AWS Bedrock supports custom application inference profiles for cost tracking and resource management. Set [bedrock_inference_profile][pydantic_ai.models.bedrock.BedrockModelSettings.bedrock_inference_profile] to route requests through an inference profile while keeping the base model name for detecting model capabilities:
from pydantic_ai import Agent
from pydantic_ai.models.bedrock import BedrockConverseModel
from pydantic_ai.providers.bedrock import BedrockProvider
provider = BedrockProvider(region_name='us-east-2')
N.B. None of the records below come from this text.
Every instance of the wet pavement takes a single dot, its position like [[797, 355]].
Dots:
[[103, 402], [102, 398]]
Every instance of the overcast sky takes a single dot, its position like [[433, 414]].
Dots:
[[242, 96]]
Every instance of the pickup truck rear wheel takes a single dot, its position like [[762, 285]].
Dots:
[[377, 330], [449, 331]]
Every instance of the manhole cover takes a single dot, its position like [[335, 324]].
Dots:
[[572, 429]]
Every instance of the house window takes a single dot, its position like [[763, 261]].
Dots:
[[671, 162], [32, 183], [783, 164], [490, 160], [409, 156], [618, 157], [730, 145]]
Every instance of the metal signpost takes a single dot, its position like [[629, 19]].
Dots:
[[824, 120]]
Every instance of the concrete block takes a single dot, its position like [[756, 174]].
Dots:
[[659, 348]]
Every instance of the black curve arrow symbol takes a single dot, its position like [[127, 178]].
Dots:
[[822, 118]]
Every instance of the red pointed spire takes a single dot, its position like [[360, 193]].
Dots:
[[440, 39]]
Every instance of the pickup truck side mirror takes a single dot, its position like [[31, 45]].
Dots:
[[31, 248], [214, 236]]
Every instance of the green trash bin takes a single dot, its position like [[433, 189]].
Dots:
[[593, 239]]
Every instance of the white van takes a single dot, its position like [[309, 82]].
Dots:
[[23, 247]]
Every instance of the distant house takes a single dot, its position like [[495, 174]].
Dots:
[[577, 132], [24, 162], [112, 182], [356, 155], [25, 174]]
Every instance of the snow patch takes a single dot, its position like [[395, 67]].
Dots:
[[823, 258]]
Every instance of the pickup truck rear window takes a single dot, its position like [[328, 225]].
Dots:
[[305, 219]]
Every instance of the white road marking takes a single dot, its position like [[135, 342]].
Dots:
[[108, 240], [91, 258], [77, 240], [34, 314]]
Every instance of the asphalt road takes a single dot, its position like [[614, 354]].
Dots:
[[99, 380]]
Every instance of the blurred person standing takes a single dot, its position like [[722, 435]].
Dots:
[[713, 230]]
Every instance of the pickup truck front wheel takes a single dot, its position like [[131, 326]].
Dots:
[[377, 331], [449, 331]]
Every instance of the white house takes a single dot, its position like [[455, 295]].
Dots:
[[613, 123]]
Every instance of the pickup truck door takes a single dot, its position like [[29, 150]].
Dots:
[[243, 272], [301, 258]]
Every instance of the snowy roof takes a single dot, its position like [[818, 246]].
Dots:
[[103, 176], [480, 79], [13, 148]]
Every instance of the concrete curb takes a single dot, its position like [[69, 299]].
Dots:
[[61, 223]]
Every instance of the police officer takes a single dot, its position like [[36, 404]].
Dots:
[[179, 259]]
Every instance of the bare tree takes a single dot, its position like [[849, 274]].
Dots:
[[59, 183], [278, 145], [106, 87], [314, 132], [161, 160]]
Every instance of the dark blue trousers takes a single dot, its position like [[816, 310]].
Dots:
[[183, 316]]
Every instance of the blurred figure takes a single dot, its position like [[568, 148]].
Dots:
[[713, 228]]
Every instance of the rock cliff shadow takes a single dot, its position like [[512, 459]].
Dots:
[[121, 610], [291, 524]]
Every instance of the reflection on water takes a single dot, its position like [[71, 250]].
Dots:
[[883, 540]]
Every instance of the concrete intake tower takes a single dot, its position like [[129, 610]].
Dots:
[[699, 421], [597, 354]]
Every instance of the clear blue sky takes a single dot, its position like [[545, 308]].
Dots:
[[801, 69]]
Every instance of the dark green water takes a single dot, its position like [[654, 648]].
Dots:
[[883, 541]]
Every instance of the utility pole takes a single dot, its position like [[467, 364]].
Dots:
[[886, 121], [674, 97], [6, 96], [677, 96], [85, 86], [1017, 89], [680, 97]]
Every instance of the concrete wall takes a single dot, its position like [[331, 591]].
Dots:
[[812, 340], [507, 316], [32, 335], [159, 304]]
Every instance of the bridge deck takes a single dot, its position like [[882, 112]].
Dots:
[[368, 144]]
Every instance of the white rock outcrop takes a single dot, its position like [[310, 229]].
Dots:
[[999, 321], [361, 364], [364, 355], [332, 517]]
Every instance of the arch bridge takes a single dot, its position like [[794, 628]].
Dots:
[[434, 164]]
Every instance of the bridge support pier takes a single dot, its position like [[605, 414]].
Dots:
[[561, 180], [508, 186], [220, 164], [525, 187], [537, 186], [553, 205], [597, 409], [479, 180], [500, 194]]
model = BedrockConverseModel(
'us.anthropic.claude-opus-4-5-20251101-v1:0',
provider=provider,
settings={
'bedrock_inference_profile': 'arn:aws:bedrock:us-east-2:123456789012:application-inference-profile/my-profile',
},
)
agent = Agent(model)
Bedrock uses boto3's built-in retry mechanisms. You can configure retry behavior by passing a custom boto3 client with retry settings:
import boto3
from botocore.config import Config
from pydantic_ai import Agent
from pydantic_ai.models.bedrock import BedrockConverseModel
from pydantic_ai.providers.bedrock import BedrockProvider
# Configure retry settings
config = Config(
retries={
'max_attempts': 5,
'mode': 'adaptive' # Recommended for rate limiting
}
)
bedrock_client = boto3.client(
'bedrock-runtime',
region_name='us-east-1',
config=config
)
model = BedrockConverseModel(
'us.amazon.nova-micro-v1:0',
provider=BedrockProvider(bedrock_client=bedrock_client),
)
agent = Agent(model)
'legacy' (default): 5 attempts, basic retry behavior'standard': 3 attempts, more comprehensive error coverage'adaptive': 3 attempts with client-side rate limiting (recommended for handling ThrottlingException)For more details on boto3 retry configuration, see the AWS boto3 documentation.
!!! note Unlike other providers that use httpx for HTTP requests, Bedrock uses boto3's native retry mechanisms. The retry strategies described in HTTP Request Retries do not apply to Bedrock.